Data mining is a fast growing segment of the business intelligence world. With the increase in big data in all different industries, harvesting the trends, patterns, and insights from these resources will be a big industry. There’s a whole industry of technology that is applied to this type of work. You may also hear it called things like data analytics, or business analytics. Certainly, analytics is part of the process, but statistics, datawarehousing, and modeling is a large part of the definition as well.
With the advance of processors, memory, and new data warehouse technologies and techniques in the last few years, the technical power needed for these kinds of advanced analysis is available for businesses. Previously, companies would need big mainframes and server hardware to conduct the kind of mining necessary with big databases.
The big BI vendors have varying degrees of products available in their software suites for this type of analysis. It’s very common for these to be “tacked on” to existing business intelligence tools. We think they have been somewhat overlooked, both in the technology and marketing ends. It can tend to feel a little bit geeky to people without deep experience. Done right, this can be a good addition to an organizations set of analytics.

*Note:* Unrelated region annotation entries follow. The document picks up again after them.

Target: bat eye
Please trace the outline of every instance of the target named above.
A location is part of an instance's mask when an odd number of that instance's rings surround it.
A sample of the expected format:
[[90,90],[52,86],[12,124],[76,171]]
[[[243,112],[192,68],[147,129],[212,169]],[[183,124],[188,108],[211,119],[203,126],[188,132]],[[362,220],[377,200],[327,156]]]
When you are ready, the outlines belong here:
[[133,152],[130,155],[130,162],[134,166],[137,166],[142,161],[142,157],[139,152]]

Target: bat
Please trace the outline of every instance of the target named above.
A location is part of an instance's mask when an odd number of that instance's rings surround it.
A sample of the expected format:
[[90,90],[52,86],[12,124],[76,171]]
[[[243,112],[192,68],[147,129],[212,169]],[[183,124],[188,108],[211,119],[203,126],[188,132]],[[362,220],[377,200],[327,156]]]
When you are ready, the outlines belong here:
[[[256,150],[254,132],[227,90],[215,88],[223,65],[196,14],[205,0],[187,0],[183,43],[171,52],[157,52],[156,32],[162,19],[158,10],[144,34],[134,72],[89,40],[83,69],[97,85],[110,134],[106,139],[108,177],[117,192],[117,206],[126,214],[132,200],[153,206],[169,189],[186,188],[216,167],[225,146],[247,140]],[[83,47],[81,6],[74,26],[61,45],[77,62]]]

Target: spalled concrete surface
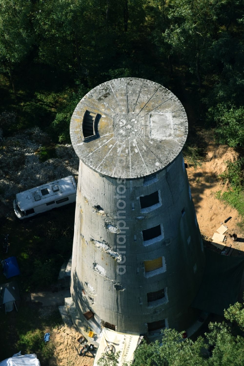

SAS is probably the most well-known analytics company. Historically they have focused heavily on mining and analytics, since the 1970s. Their Enterprise Miner is known as a gold standard in the industry and is really their bread and butter.
SPSS is another big software package that is popular in the commercial space. IBM recently purchased them so it will interesting to see how that gets rolled into their Cognos software.
Microstrategy also has a Data Mining offering included with its Desktop Designer package.
R is probably the biggest open source software package available. It’s very robust but doesn’t have the nicer interface of SAS or SPSS. Still, it’s very popular with researchers or smaller implementations that don’t have the budget for a big commercial installation. Pentaho also has an open source solution, although it’s a little less refined that the commercial offerings.
Along side this type of technology is a need for operational intelligence on unstructured data. This commonly involves server logs, web activity, and other information. The biggest player in this space is Splunk.